Adviertan que no me refiero al derecho a la libertad. Primero, porque es una afirmación demasiado abstracta, y segundo, porque no estoy seguro de que la libertad sea un derecho natural que el hombre goza por designio divino. Hasta donde sabemos, el hombre parece ser una criatura azarosamente generada durante un largo proceso evolutivo. Proceso que a su vez se inscribe en ese curioso fenómeno de oxidación de la materia que ocurre en un remoto lugar del universo y al que solemos llamar vida con cierto orgullo probablemente desmesurado y optimista.

Pero si bien es cierto que no hay forma alguna de demostrar que la libertad es un derecho, tampoco la hay de desmentir que se trata de una facultad potencial privativa del género humano.

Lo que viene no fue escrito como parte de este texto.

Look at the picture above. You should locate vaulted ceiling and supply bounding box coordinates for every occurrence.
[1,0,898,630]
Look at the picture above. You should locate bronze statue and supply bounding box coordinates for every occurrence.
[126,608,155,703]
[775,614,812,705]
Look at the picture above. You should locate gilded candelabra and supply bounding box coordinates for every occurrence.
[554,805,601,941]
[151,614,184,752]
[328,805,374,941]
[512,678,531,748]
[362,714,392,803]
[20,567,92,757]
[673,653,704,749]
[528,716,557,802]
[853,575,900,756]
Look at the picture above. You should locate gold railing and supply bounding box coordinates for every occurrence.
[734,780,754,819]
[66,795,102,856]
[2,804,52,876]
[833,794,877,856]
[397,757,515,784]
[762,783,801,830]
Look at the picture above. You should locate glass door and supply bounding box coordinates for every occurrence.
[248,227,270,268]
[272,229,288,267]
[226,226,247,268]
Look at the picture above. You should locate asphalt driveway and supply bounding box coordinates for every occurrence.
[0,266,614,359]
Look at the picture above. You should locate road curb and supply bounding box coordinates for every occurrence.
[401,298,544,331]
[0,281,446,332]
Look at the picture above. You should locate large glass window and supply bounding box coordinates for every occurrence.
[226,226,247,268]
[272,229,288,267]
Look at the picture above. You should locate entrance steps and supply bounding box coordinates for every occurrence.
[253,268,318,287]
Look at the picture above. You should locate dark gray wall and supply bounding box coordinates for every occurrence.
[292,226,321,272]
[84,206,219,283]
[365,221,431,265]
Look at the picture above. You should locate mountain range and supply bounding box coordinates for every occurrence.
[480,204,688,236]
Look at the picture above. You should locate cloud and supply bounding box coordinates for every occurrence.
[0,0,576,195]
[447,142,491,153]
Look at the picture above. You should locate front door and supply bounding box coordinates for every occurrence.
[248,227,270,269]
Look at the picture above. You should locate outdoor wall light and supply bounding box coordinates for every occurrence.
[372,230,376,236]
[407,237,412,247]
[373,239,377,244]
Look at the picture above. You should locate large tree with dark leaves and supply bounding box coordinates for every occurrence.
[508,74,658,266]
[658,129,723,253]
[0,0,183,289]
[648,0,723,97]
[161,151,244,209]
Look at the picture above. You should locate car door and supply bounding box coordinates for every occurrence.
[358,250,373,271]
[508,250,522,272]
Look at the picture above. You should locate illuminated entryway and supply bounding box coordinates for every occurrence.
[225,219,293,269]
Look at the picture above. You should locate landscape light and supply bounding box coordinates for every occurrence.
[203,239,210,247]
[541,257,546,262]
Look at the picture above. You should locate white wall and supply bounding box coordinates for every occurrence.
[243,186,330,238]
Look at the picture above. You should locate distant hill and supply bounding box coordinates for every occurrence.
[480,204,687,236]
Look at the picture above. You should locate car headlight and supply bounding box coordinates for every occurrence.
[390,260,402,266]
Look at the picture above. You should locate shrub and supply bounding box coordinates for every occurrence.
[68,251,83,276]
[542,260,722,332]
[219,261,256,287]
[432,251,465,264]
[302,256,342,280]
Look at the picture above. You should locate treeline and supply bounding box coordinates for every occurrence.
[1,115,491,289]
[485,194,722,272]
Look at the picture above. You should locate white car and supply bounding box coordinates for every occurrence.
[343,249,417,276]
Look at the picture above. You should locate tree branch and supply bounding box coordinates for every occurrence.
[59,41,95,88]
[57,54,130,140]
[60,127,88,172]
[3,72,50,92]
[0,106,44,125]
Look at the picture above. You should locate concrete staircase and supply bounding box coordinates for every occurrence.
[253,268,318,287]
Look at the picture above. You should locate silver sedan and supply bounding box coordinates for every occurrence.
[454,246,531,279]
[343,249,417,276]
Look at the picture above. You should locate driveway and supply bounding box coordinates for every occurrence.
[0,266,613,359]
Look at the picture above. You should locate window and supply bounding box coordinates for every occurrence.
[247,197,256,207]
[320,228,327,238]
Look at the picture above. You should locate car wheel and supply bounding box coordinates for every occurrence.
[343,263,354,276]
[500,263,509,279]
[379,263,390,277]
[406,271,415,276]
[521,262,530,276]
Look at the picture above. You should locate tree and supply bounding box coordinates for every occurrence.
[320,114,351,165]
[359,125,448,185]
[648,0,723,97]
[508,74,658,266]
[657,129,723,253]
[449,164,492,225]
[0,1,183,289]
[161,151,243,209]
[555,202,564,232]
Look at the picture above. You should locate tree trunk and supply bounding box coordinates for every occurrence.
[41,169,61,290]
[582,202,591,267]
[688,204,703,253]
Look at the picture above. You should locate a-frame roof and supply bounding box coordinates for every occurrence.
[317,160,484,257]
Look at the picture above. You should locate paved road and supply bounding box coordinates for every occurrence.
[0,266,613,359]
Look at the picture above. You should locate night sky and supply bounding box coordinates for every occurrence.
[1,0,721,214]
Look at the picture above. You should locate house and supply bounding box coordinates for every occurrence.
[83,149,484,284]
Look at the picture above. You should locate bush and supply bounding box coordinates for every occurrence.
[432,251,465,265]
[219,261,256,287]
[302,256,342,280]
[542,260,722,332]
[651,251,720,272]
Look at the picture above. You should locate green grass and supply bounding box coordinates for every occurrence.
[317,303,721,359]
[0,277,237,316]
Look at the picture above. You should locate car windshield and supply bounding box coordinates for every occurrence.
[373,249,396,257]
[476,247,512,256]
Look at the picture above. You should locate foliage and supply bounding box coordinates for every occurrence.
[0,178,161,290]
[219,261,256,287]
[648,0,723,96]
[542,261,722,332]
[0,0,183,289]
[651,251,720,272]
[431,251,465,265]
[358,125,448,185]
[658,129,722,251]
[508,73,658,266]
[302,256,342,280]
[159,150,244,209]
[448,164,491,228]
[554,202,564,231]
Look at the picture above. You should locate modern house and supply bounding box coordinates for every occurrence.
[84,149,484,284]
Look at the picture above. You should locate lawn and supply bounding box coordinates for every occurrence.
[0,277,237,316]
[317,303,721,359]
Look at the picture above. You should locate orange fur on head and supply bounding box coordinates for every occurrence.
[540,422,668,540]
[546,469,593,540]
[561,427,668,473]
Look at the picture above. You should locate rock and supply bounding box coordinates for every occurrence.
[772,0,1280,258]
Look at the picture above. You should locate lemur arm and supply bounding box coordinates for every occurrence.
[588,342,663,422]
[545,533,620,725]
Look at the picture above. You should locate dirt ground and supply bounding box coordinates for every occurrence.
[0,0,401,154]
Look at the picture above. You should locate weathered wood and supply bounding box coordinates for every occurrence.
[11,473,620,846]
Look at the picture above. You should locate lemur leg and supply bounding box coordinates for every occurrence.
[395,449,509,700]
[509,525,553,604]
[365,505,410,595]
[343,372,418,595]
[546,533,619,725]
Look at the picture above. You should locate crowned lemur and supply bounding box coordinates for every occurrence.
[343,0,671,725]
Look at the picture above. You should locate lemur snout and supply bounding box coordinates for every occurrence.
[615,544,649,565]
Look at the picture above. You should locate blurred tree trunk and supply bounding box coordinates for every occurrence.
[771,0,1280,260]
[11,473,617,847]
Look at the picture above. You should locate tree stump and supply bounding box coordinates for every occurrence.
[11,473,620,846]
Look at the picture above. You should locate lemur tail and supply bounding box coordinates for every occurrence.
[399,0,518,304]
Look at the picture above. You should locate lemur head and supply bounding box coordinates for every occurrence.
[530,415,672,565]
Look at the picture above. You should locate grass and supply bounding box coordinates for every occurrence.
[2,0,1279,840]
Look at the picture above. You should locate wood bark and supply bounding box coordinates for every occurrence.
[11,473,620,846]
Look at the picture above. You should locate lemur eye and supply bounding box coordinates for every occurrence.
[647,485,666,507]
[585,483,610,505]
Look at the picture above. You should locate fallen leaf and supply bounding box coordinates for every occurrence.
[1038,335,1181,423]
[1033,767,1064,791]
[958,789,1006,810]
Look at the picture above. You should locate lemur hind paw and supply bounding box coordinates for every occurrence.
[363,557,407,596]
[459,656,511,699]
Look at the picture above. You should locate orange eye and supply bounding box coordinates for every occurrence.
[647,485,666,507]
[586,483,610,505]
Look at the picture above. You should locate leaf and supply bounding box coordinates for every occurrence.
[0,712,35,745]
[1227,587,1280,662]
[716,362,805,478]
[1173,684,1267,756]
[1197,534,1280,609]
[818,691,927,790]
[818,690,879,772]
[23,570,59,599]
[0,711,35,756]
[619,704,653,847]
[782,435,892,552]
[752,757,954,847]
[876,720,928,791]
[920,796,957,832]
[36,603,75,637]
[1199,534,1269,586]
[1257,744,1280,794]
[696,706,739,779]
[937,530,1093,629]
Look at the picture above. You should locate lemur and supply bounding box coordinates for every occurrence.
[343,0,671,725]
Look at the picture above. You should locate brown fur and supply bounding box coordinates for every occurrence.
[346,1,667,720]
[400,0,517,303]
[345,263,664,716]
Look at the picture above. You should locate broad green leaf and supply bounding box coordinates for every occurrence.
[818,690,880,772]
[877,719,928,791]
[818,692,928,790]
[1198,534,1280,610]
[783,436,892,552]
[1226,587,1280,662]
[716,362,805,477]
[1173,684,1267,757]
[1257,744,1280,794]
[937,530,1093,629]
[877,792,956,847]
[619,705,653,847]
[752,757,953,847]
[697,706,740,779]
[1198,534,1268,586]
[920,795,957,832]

Me explico: los animales en la selva o en el océano no son libres. Simplemente, no han sido capturados. Están sueltos, pero no son libres. Y no lo son, porque no pueden tomar decisiones complejas. Casi todos sus actos están gobernados por los instintos. Se aparean, migran, desovan, matan o reptan porque la carga genética que los gobierna así lo indica. De ahí que se trate de formas de vida inmodificables. Como no toman decisiones, su mundillo se mantiene inalterable. Es siempre el mismo.

El hombre, por el contrario, vive en un tipo de sociedad que cambia constantemente en virtud de las decisiones que cada uno de los integrantes del grupo ha tomado. El mecanismo secreto que provoca la transformación del medio en el que se vive es la capacidad individual de tomar decisiones, es decir, de ejercer la libertad. Obviamente, salvo en caso de personas enajenadas, las decisiones se toman en procura de cierto tipo de beneficio o para evitar cierto tipo de perjuicio. Y esos beneficios y perjuicios no tienen que ser de carácter económico. Pueden ser emocionales, o físicos, o de cualquier índole. Y en cierta forma, tienen que conjugarse con los intereses, los deseos y los derechos de las otras personas, porque —de lo contrario— acabarían por acarrear graves represalias, o la oposición militante de los perjudicados.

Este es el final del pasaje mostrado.